Ora, um tipo que fala de inversão de valores é hoje um representante do paleolítico. Passo diante das lojas de telemóveis (para mim, um telefone desses existe para receber chamadas e fazer algumas, tu sabes) e interrogo-me sobre a natureza humana (mas eu devo ser um desses tipos do paleolítico) ao ver preços acima de 300 ou 500 euros numa loja gourmet. Uma pessoa faz contas ao salário mínimo, ao salário médio e ao salário razoável – e esclarece, mesmo sem máquina de calcular, que não pode ser, e que há uma perversidade geral a tomar conta do sistema. Eu não sinto falta do telefone de 1500 euros, mas surpreende-me, como a ti, que se vendam tantos; só pergunto o que essa gente faz com o resto da vida, se querem beber Gouvyas de vez em quando.
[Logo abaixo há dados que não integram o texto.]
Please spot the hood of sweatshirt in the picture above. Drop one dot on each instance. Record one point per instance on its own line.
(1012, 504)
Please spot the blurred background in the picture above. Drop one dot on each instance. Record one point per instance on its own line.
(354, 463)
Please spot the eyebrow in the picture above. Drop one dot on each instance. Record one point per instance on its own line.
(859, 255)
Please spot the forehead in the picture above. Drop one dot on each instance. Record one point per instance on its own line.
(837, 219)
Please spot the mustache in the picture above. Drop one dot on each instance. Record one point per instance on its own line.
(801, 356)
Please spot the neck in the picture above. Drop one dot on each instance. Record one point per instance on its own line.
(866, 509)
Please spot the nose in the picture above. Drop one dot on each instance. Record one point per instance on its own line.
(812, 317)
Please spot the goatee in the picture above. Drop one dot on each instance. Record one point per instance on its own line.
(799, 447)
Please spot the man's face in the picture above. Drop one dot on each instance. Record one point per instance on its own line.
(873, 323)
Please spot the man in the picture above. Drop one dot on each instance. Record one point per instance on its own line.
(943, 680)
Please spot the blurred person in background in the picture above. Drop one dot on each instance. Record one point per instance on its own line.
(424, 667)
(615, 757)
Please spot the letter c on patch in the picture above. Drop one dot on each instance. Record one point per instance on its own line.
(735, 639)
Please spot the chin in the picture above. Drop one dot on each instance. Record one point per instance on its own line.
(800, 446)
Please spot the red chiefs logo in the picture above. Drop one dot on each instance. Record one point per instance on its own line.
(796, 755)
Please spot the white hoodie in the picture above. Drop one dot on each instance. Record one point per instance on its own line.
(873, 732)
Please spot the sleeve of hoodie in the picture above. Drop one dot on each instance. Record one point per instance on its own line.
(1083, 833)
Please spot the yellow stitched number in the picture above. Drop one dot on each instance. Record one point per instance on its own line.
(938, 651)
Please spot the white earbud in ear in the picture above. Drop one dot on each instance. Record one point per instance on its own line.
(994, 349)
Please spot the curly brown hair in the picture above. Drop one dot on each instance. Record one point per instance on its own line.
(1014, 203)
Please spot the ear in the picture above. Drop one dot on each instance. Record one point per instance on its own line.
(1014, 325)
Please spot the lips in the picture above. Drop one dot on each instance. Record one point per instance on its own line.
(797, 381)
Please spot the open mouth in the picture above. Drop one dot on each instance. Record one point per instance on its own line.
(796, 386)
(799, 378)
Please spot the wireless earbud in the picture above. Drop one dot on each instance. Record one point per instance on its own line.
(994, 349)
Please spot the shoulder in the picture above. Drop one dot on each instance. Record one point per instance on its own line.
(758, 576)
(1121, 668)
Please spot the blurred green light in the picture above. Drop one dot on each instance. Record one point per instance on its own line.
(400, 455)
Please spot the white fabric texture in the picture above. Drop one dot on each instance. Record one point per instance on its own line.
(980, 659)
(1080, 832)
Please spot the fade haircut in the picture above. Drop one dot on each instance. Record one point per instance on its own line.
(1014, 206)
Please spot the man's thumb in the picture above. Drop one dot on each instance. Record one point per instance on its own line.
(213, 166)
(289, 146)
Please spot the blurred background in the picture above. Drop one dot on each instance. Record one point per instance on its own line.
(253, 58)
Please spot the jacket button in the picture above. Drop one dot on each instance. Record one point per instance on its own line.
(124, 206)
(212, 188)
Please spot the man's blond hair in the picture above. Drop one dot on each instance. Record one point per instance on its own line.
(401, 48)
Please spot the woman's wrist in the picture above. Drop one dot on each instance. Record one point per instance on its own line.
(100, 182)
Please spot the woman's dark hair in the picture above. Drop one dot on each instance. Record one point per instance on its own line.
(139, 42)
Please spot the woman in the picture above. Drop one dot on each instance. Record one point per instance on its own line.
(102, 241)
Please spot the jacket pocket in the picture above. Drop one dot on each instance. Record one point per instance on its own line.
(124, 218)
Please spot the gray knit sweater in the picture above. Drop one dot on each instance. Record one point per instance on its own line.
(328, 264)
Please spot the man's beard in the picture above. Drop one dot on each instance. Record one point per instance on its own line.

António Guterres achava que o país estava bem porque havia telemóveis e férias no Algarve. O país não estava bem; viu-se. Tu perguntas, com ironia, «onde está a crise?», mencionando cem gramas de caviar Beluga a 410 euros cada latinha (bem as vi, ainda a cheirar ao Cáspio). A crise está, precisamente, aí. Vejamos: quanto custa um jantar num «restaurante médio» onde não se confundem os talheres e os guardanapos são apresentáveis? Digamos, 30 a 40 euros em dias de festa. Uma família, digamos, gasta 160 a 200 euros num jantar desses. Um digno homem de uma agência de viagens informa-me, com ar pesaroso, que 40% dos seus clientes «não corporativos» pagam as viagens a crédito – há pessoas que viajam agora a crédito para «os trópicos» e que ainda não liquidaram as viagens do Verão.
O resto é capital bancário. O BCP paga. A Cofidis paga. Alguém há-de não poder pagar. Quase metade do país há-de não pagar. Por isso, a crise é a da classe média, empurrada pela miragem do Beluga a 400 euros e dos telemóveis idiotas a 1500 euros. Que rica imagem, dirá o governo. Que triste imagem, dirá o coro de pessimistas vindos do paleolítico a lembrar que não apenas os almoços não são grátis como, ainda por cima, são de fraca qualidade.